Again, it depends on the particular service delivery system that you are involved in . Some will say that whoever is willing to come to therapy can be treated, and they will not require a psychiatric diagnosis, at least not if the problem can be resolved relatively quickly. Sometimes there is an apparent psychiatric diagnosis, but then we enter into a doublespeak, where we may tell the clients that we need to put one person's name down on the form to get treatment authorized, although it involves all of them equally.

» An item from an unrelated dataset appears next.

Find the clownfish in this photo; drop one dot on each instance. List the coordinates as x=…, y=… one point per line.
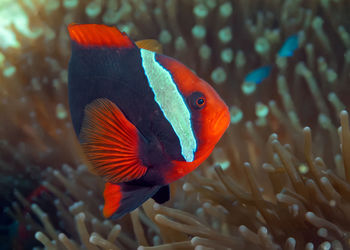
x=143, y=119
x=258, y=75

So, we wind up having to explain unilateral versus systemic thinking. We also get into doublespeak if insurance requires pathologybased diagnoses and we think therapeutically more in terms of learning or growth. Carlson: One of the keys to doing therapy in a managed care organization seems to be planned or best use of available resources within the facility, within the therapist, and within the patients themselves. Hoyt: I think we are seeing a shift toward what I have been calling constructive therapies, those that are collaborative and competency based. This very much keeps with the HMO idea of health maintenance-looking for health, resources, and strengths, not just pathology, defects, and weaknesses. I think there are some very good advantages. One is that it is much more user friendly. Clients like to be seen as whole people, not just as diagnoses or defects. I also think it is more user friendly for therapists. It helps reduce the problems of burnout, when you are looking not only for problems but rather at the entire person or family. There has not yet been enough systematic research on the newer forms of brief therapy, but we already have seen that many of the solution-focused, solution-oriented, narrative, and other competency-based therapies get good results. Carlson: What attracts you to solution-focused therapy? Hoyt: It's simple, optimistic, respectful, versatile, and effective. It appreciates clients' own resources and worldviews. I am interested in helping clients to achieve their goals, so I like to use whatever works. This is not an either/or situation; it is a both/and situation. I also find a lot of value in other approaches, particularly those that can be termed constructive-including narrative, strategic, Ericksonian, and others yet to be determined. Carlson: Do the brief therapies have common characteristics? Hoyt: In their own ways, and to varying degrees, they all seem to emphasize certain features:

I. rapid and positive alliance; 2. focus on specific achievable goals; 3. clear definition of client and therapist responsibilties, often with tasks

or assignments to be carried out between sessions; 4. emphasis on strengths and competencies, with an expectation of

change; 5. novelty and assisting the client toward new perception and behaviors; 6. here-and-now (and next) orientation 7. time sensitivity.